(This is an actual recipe from the 1800s when it was believed that torture of an animal would make it taste better, as reprinted in 'Natural History of the Senses,' by Diane Ackermann.)

Pull off all her feathers, only the head and neck must be spared: then make a fire round about her, not too close to her, that the smoke do not choke her, and that the fire may not burn her too soon; not too far off that she may not escape free: within the circle of the fire let there be set small cups and pots of water, wherein salt and honey are mingled; and let there be set all chargers full of sodden Apples, cut into small pieces in the dish.

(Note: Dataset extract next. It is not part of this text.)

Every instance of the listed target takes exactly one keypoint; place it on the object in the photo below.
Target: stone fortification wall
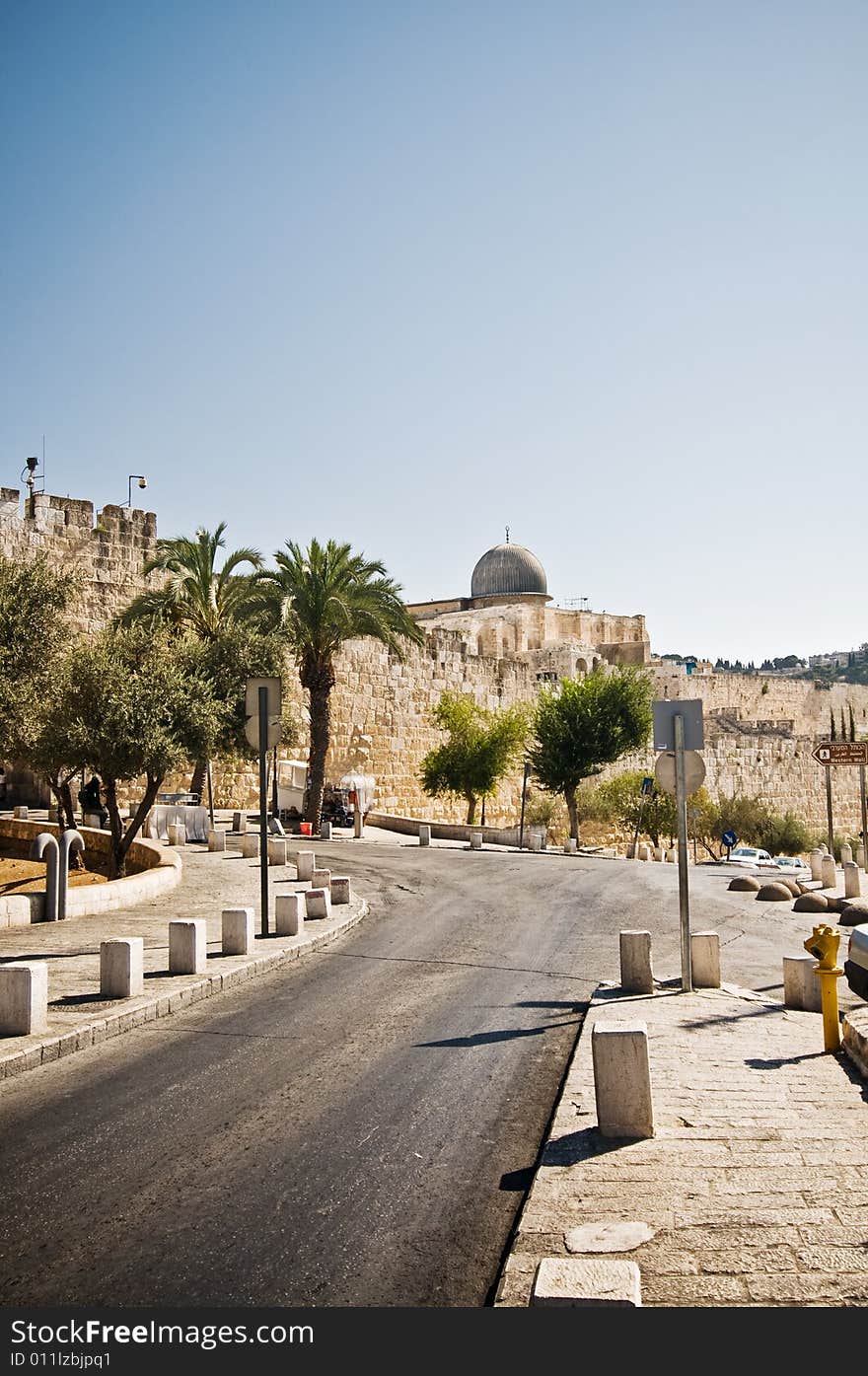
(108, 546)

The Goose must be all larded and basted over with butter: put then fire about her, but do not make too much haste, when as you see her begin to roast; for by walking about and flying here and there, being cooped in by the fire that stops her way out, the unwearing Goose is kept in; she will fall to drink the water to quench her thirst, and cool her heart, and all her body, and the Apple sauce will make her dung and cleanse and empty her. And when she roasteth, and consumes inwardly, always wet her head and heart with a wet sponge; and when you see her giddy with running, and begin to stumble, her heart wants moisture, and she is roasted enough. Take her up and set her before your guests and she will cry as you cut off any part from her and will be almost eaten up before she be dead: it is mightly pleasant to behold!